Pendant ce temps, Semion enleva tranquillement sa veste.

Comme si la discussion était terminée.

— Pacha apportera quelques cartons demain, dit-il. Ce serait bien que tu commences à faire tes valises.

Daria se tourna lentement vers lui.

— Tu crois vraiment que je vais partir ?

Il soupira.

— Ne fais pas de scène.

— Réponds-moi.

— Daria… ce n’est que pour quelques mois.

— Qui a décidé cela ?

— Eh bien…

— Qui l’a décidé ?

Pour la première fois, Semion hésita.

— Je… je pensais…

— Exactement, répondit-elle.
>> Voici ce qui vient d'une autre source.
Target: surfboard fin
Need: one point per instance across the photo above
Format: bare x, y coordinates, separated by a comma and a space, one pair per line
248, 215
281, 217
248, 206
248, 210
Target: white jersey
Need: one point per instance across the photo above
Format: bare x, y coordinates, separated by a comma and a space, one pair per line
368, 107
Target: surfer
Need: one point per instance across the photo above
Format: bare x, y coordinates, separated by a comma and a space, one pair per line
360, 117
Tu pensais.

Daria alla dans l’entrée, ramassa les clés et essuya soigneusement les gouttes d’eau.

Elle les garda un instant dans sa main.

C’étaient les mêmes clés qu’elle avait reçues, des années plus tôt, devant l’étude du notaire, les larmes aux yeux.

À l’époque, elle croyait que ces clés représentaient la sécurité.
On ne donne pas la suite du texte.